Half French, half native, he was of the worst type of Oriental. Eaten up with the vanity of the superficially educated, but with a genuine, great knowledge of the Arabian horse and the obstreperous camel, the young man had managed to make himself seemingly indispensable to Sir Richard on his expeditions. Helen became accustomed to great distances and solitude, and her eyes gained the steadfast look of those who look upon the sky as the roof of their dwelling, whilst her unfailing sense of humour invariably brought her safely through the most trying ordeals.
Diplomatically feeling her way through the barbed wire entanglement of her grandfather’s testiness, she gained a great influence over the brilliant man and, knowing how he chafed against the authoritative methods and manner of the government official, had dropped the suggestion in his all-willing ear of taking a busman’s holiday—a holiday expedition with the object of trying to find out the whereabouts of the legendary water in the great Red Desert, the discovery of which had become almost an obsession with him, since the day he had read the vellum inscribed by the Holy Palladius.
They had spent the hot-weather months in getting ready for the expedition, helped enthusiastically by every member of the staff excepting Pierre Lefort who, loving the dregs of the European society he frequented in the cities and the corners of the Bazaar to which he rightly belonged, had made use of every means in his power to frustrate their endeavours.

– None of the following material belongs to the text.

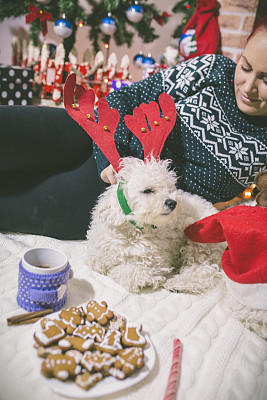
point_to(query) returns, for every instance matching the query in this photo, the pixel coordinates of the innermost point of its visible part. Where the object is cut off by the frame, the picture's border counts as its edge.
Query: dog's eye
(147, 191)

He had sworn to an epidemic amongst the camels and dromedaries in Arabia proper, which was causing them to die by hundreds; to an absolute dearth of camel drivers, owing to the terror the men had of the animals’ disease; to the truth of the terrible tales that had lately come to hand of the activities of a notorious robber gang, led by a woman, which swooped down from nowhere upon unwary travellers; that, in consequence of this band of brigands, neither guide nor servant could be procured for love or money on the other side, and that last, but not least, no man had ever been known to penetrate, even a little way, into the empty desert and to return alive.
Each of his objections had been met; the expedition, down to the smallest detail, carefully mapped out; the date for the start fixed and the camp pitched some fifty miles out of Ismailiah. Pierre Lefort would doubtlessly, if sullenly, have accompanied the party for the sake of the monetary gain, if he had not fallen a victim to the wiles of a dancer in the Bazaar.
Had ensued a heated scene between him and Sir Richard which had ended by the latter taking him by the collar of the coat and impelling him, none too gently, back upon the road towards Ismailiah.
Since then a week had passed, which Sir Richard had spent in racing, as fast as swiftest camel could take him, into Ismailiah, there to interview men with a knowledge of camels and horses, and racing back to tell his granddaughter of the blanks he had drawn.
There remained another fortnight in which to find someone endowed with camel and horse sense, and Helen had just fled the camp after a trying scene with her distracted and pessimistic relative.
“Grandads,” she had said, after the recital of the latest failure, “I have an idea, although it’s only a faint-hope kind of idea.”